Contoh Jumlah Fi’liyah Fi’il Madhi, Mudhari, dan Amr

Daftar Isi

Dilihat berdasarkan bentuk dan perubahannya, kalimah fi’il atau kata kerja dalam bahasa Arab dibedakan menjadi 3 macam, yaitu fi’il madhi (kata kerja lampau), fi’il mudhari (kata kerja masa kini atau yang akan datang), dan fi’il amr (kata kerja perintah).

Di samping harus menyebutkan fa’il (subyek/pelaku), ketiga macam fi’il tersebut merupakan komponen pokok dalam struktur jumlah fi’liyah (kalimat verba). Karena untuk menunjukkan kepada suatu peristiwa, perbuatan, atau tindakan yang dilakukan seseorang dibutuhkan adanya fi’il atau kata kerja.

Ada beberapa kaidah jumlah fi’liyah yang harus diketahui dalam penyusunan kalimat menggunakan pola kalimat verba, yaitu:

  1. Fi’il harus sama jenis dengan fa’ilnya.
  2. Fi’il tetap dalam keadaan mufrad sekalipun fa’ilnya berupa tasniyah atau jamak.
  3. Fa’il harus dibaca rofa’ atau marfu’.

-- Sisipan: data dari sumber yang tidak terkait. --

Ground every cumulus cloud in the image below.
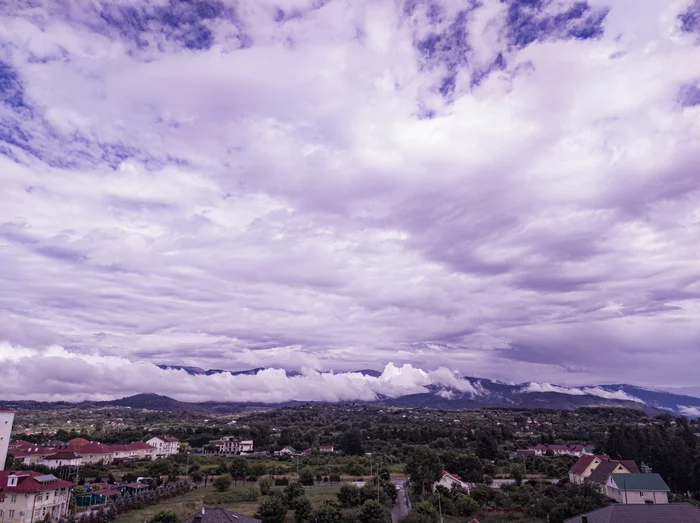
[0,343,482,403]
[0,0,700,397]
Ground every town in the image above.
[0,405,700,523]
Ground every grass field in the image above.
[115,485,340,523]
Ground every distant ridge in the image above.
[0,365,700,417]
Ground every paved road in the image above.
[391,478,411,523]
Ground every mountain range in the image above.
[133,365,700,417]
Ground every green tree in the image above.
[309,501,343,523]
[406,445,442,496]
[336,485,360,507]
[290,496,313,523]
[511,465,525,486]
[255,496,287,523]
[229,456,248,485]
[212,474,233,492]
[340,429,365,456]
[357,499,391,523]
[150,510,180,523]
[284,481,304,505]
[258,476,275,496]
[299,467,316,486]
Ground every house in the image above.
[569,454,610,485]
[0,470,73,523]
[585,459,639,496]
[433,470,471,494]
[13,445,56,465]
[0,407,15,470]
[527,443,592,457]
[182,508,262,523]
[564,503,700,523]
[66,438,90,447]
[209,436,253,454]
[606,473,671,505]
[146,434,180,457]
[38,449,83,469]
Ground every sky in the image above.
[0,0,700,401]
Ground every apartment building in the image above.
[0,407,15,470]
[0,470,73,523]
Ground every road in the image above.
[391,478,411,523]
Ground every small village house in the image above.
[606,473,671,505]
[146,434,180,457]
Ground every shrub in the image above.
[212,474,233,492]
[258,476,275,496]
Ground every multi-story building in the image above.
[0,470,73,523]
[146,434,180,456]
[0,407,15,470]
[209,436,253,454]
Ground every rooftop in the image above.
[182,508,262,523]
[564,504,700,523]
[610,473,671,492]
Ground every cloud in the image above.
[678,405,700,418]
[0,0,700,394]
[0,344,473,403]
[521,381,643,403]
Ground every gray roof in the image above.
[610,473,671,492]
[564,503,700,523]
[182,508,262,523]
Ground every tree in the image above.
[336,485,360,507]
[255,497,287,523]
[299,467,315,486]
[258,476,275,496]
[212,474,233,492]
[284,481,304,505]
[357,499,391,523]
[511,465,525,486]
[229,456,248,485]
[150,510,180,523]
[309,501,343,523]
[340,429,365,456]
[406,445,442,496]
[290,496,313,523]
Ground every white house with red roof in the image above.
[433,470,472,494]
[0,470,73,523]
[146,434,180,457]
[0,407,15,470]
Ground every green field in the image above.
[115,485,340,523]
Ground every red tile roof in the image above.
[0,470,74,494]
[569,454,610,476]
[442,470,462,481]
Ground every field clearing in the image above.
[115,485,340,523]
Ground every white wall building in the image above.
[146,434,180,456]
[605,474,670,505]
[0,407,15,470]
[0,470,73,523]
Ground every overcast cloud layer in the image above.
[0,0,700,401]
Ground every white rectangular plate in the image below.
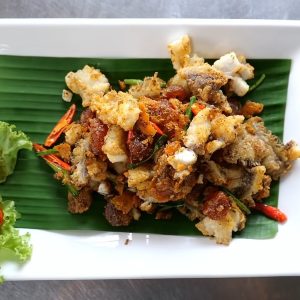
[0,19,300,280]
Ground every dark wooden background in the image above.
[0,0,300,300]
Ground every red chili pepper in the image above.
[33,144,71,171]
[0,208,4,226]
[127,130,134,144]
[254,202,287,223]
[44,104,76,147]
[150,121,164,135]
[191,103,206,115]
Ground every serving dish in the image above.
[0,19,300,280]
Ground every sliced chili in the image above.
[254,202,287,223]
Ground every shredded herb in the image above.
[128,134,168,169]
[222,187,251,215]
[36,149,58,156]
[248,74,266,93]
[124,79,143,85]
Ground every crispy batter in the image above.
[90,90,140,131]
[111,191,141,214]
[54,143,71,162]
[68,187,93,214]
[240,100,264,118]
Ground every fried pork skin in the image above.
[90,90,140,131]
[196,201,246,245]
[223,117,300,180]
[56,35,300,245]
[65,66,109,107]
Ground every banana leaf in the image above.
[0,56,291,239]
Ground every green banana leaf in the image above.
[0,56,291,239]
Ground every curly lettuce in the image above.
[0,195,32,262]
[0,121,32,183]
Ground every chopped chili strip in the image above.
[150,121,164,135]
[191,103,206,115]
[44,104,76,147]
[254,202,287,223]
[127,130,134,144]
[33,144,71,171]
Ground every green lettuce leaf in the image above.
[0,121,32,183]
[0,196,32,262]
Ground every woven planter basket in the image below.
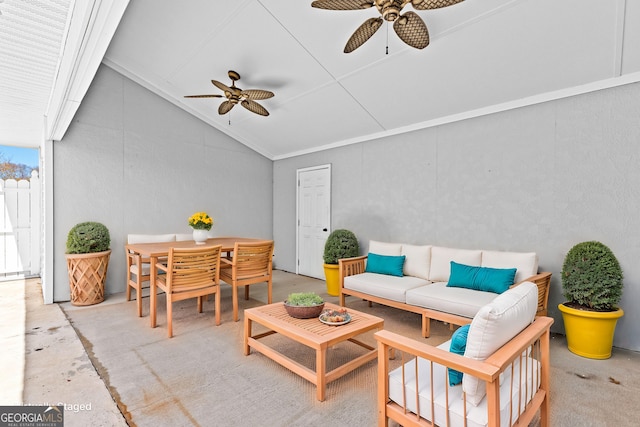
[284,301,324,319]
[65,249,111,305]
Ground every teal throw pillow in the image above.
[364,252,405,277]
[447,325,471,387]
[447,261,517,294]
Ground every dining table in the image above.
[125,237,264,328]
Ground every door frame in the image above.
[295,163,331,274]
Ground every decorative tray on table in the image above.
[318,308,351,326]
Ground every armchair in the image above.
[126,234,176,317]
[151,245,222,338]
[220,240,273,322]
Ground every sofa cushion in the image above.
[344,273,429,302]
[402,245,431,280]
[481,251,538,283]
[447,325,469,385]
[364,252,405,277]
[389,352,540,427]
[462,282,538,405]
[369,240,402,256]
[447,261,516,294]
[429,246,482,282]
[405,282,498,319]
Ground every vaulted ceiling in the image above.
[0,0,640,159]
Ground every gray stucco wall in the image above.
[273,83,640,350]
[53,66,273,301]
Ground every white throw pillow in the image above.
[369,240,402,256]
[462,282,538,406]
[402,245,431,280]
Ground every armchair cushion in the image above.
[462,282,538,405]
[389,352,540,427]
[364,252,405,277]
[447,261,516,294]
[447,325,469,386]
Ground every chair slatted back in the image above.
[232,240,273,280]
[167,245,222,292]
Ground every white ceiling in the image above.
[0,0,640,159]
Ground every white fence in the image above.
[0,171,42,280]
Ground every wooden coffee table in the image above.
[244,302,384,401]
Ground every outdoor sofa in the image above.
[338,240,551,338]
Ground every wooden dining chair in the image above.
[126,234,176,317]
[220,240,273,322]
[151,245,222,338]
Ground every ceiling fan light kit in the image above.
[185,70,274,116]
[311,0,464,53]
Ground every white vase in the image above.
[193,228,207,245]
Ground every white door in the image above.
[297,165,331,279]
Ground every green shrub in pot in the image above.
[323,229,360,296]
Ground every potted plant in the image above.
[558,241,624,359]
[323,229,360,296]
[65,222,111,305]
[284,292,324,319]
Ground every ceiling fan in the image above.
[185,70,273,116]
[311,0,464,53]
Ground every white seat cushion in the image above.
[482,251,538,283]
[402,245,431,280]
[389,352,540,427]
[406,282,498,319]
[344,273,429,302]
[429,246,482,282]
[462,282,538,405]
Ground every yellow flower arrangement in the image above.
[189,212,213,230]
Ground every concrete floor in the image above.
[0,272,640,426]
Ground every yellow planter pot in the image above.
[324,264,340,297]
[558,304,624,359]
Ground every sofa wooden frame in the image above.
[338,255,551,338]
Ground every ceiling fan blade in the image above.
[184,95,224,98]
[218,101,236,115]
[411,0,464,10]
[393,12,429,49]
[211,80,231,93]
[242,89,274,99]
[311,0,374,10]
[241,99,269,116]
[344,17,382,53]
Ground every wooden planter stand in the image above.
[65,249,111,305]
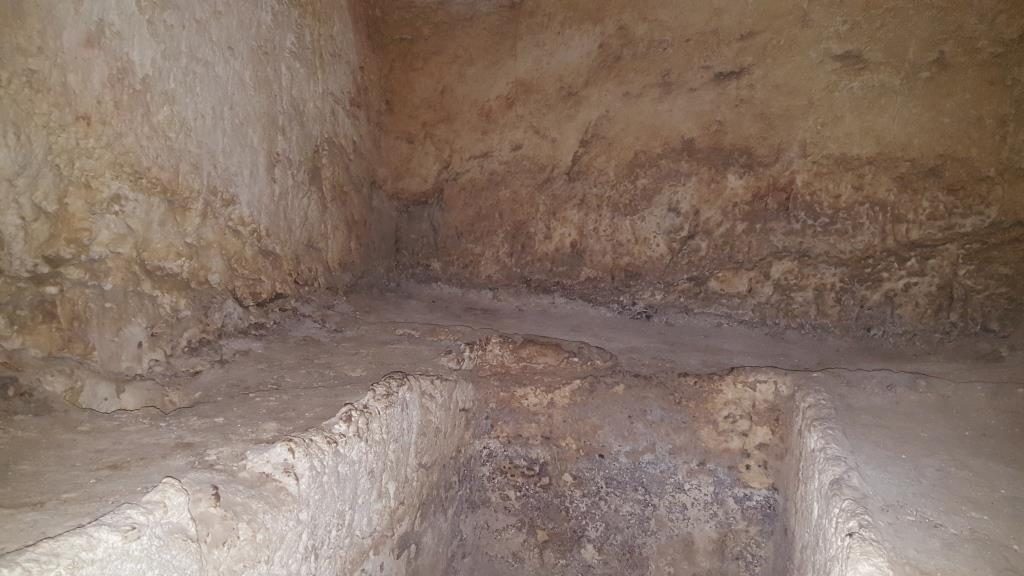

Perhatikan contoh jumlah fi’liyah untuk fi’il madhi dan mudhari dengan fa’il isim mufrad berikut ini:

Mudzakkar
Madhi Mudhari
قَامَ خَالِدٌ
(Khalid telah berdiri)
يَقُوْمُ خَالِدٌ
(Khalid sedang berdiri)
جَلَسَ أَحْمَدُ
(Ahmad telah duduk)
يَجْلِسُ أَحْمَدُ
(Ahmad sedang duduk)
رَجَعَ زَيْدٌ
(Zaid telah pulang)
يَرْجِعُ زَيْدٌ
(Zaid akan pulang)
خَرَجَ التَّاجِرُ
(Pedagang telah keluar)
يَخْرُجُ التَّاجِرُ
(Pedagang akan keluar)
Muannats
Madhi Mudhari
قَامَتْ فَاطِمَةٌ
(Fatimah telah berdiri)
تَقُوْمُ فَاطِمَةٌ
(Fatimah sedang berdiri)
جَلَسَتْ عَائِشَةٌ
(Aisyah telah duduk)
تَجْلِسُ عَائِشَةٌ
(Aisyah sedang duduk)
رَجَعَتْ الطَّالِبَةُ
(Siswi telah pulang)
تَرْجِعُ الطَّالِبَةُ
(Siswi akan pulang)
خَرَجَتْ التَّاجِرَةُ
(Pedagang telah keluar)
تَخْرُجُ التَّاجِرَةُ
(Pedagang akan keluar)

Kalimat pada tabel di atas adalah contoh jumlah fi’liyah dengan fa’il berupa isim dhahir, bukan isim dhomir atau kata ganti. Yang perlu diketahui di sini adalah, bahwa 14 bentuk fi’il madhi dan mudhari mulai dhamir هُوَ hingga نَحْنُ, ada 8 bentuk yang subyeknya sudah melekat pada fi’ilnya, yaitu:

  1. أَنْتَ (kamu {lk})
  2. أَنْتُمَا (kalian berdua {lk})
  3. أَنْتُمْ (kalian {lk})
  4. أَنْتِ (kamu {pr})
  5. أَنْتُمَا (kalian berdua {pr})
  6. أَنْتُنَّ (kalian {pr})
  7. أَنَا (Saya {lk/pr})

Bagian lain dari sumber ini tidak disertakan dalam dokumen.